I have followed the racially discriminatory stories of police brutality in America far before the past week, and whilst George Floyd’s death was sickening and hard to watch, it was not the first. However the difference this time is that white people are waking up to the brutal reality and barbarity of racism and the fact that it is more than ever prevalent today as it was generations ago. I am in no way condemning or belittling the support of these people, it is great to see social media flooded with petitions to sign and fund me pages to donate to, as well as the wealth of information and education that was nowhere to be found before. But the truth is, until now these very people who have not spoken up before in their lifetime or done so much as share a post on systematic racism have been, whether intentionally or subconsciously, ignorant and complicit to the racism around them. I can’t help but wonder; would you have spoken up at your own accord in response to racism, or are you now reposting stories and posts because #blacklivesmatter is trending?

The distressing truth is that not even half of those currently advocating anti-racism online would be doing so if George Floyd was just another name on the list of black men who have died at the hands of white supremacy. I am in no way trivialising the remarkable solidarity amongst us during this time. But the killing of Eric Garner by New York policemen and the shooting of 17-year-old Trayvon Martin epitomize this; their stories are now being dug up by white people realising the horrifying reality of those deaths, unaware of the fact people of colour have grown up with these stories. Racism has dominated our entire lives through perpetual micro-aggressions. You might have unintentionally been ignorant of the prevalence of racism until now, but that is your very privilege in action, because you have been ABLE to ignore it, whilst POC have had no choice but to see the people of their country and community be dehumanised and brutalised, time and time again. So forgive us for being angry and for not applauding your #blackouttuesday post. But whilst your white parents were protecting 9-year-old you from the horrors of these racist attacks, ethnic minority groups have grown up exposed to and being taught of these atrocities you are now discovering.

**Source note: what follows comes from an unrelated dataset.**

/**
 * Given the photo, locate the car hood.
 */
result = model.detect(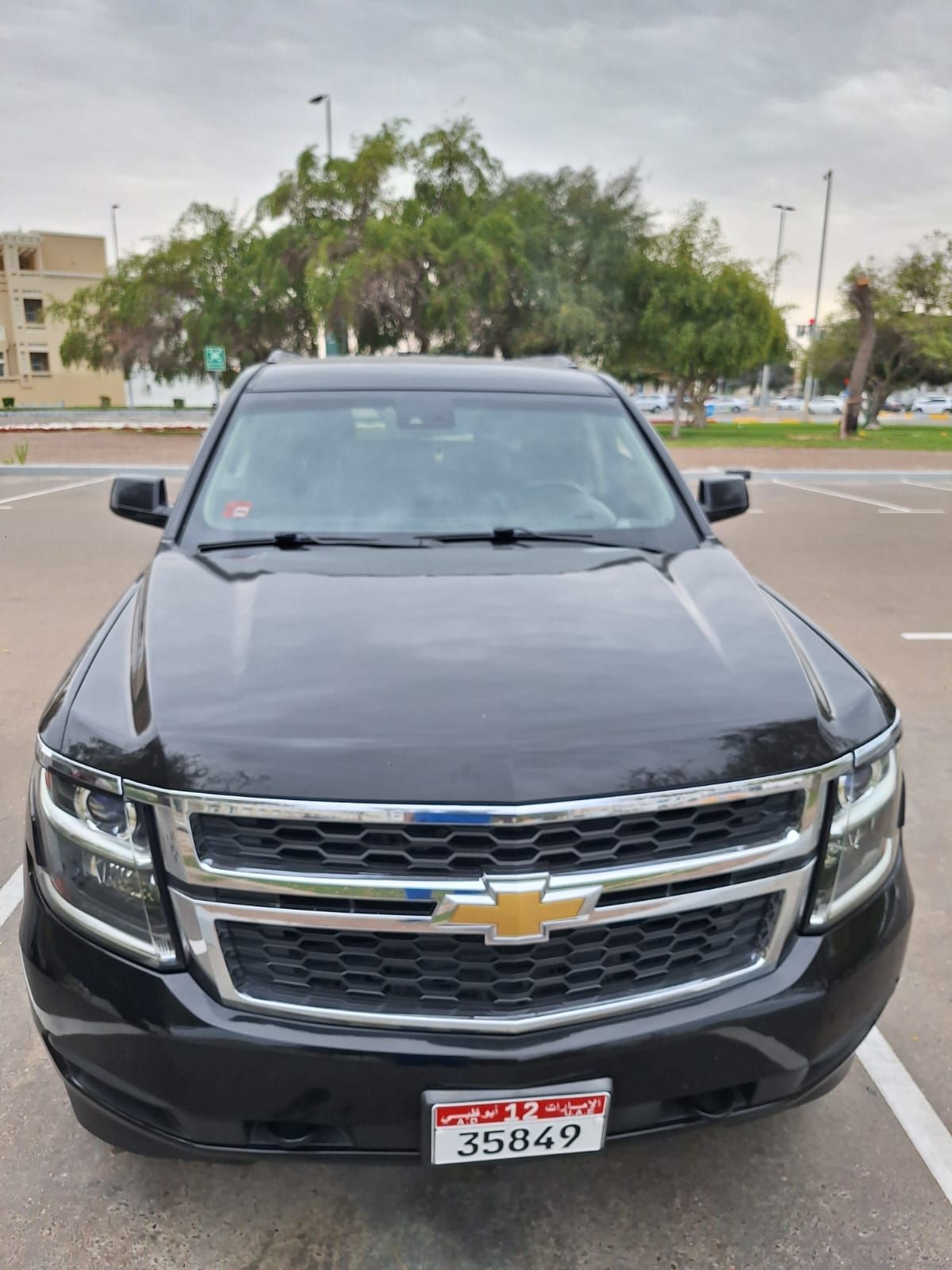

But what I also wonder, is that those that have taken it upon themselves to spend the past week posting black squares and Martin Luther King quotes, will you continue to be outraged and educate yourself in the same way you are doing now for the remainder of your privileged lives? When #blacklivesmatter is no longer trending and Instagram goes back to being apolitical and devoid of the racial activism that is currently flooding the internet and city streets, will you continue the conversation and carry on preaching what you have learnt in this time to those that are ‘tired of talking about it’? I hope from the bottom of my heart that this isn’t just a short-lived trend that people are participating in because we are at the height of the movement, but rather something they continue to believe in and want to change by donating and signing petitions, even when the hashtags subside. I hope people never lose awareness, like so many people before us have after historic revolutions like this, only for life to return back to its usual state of ignorance and complicity. And I hope people remember that this movement exists, has existed and will exist outside the social media quotes and posts, in the daily lives of POC, and that they continue to stand up for it.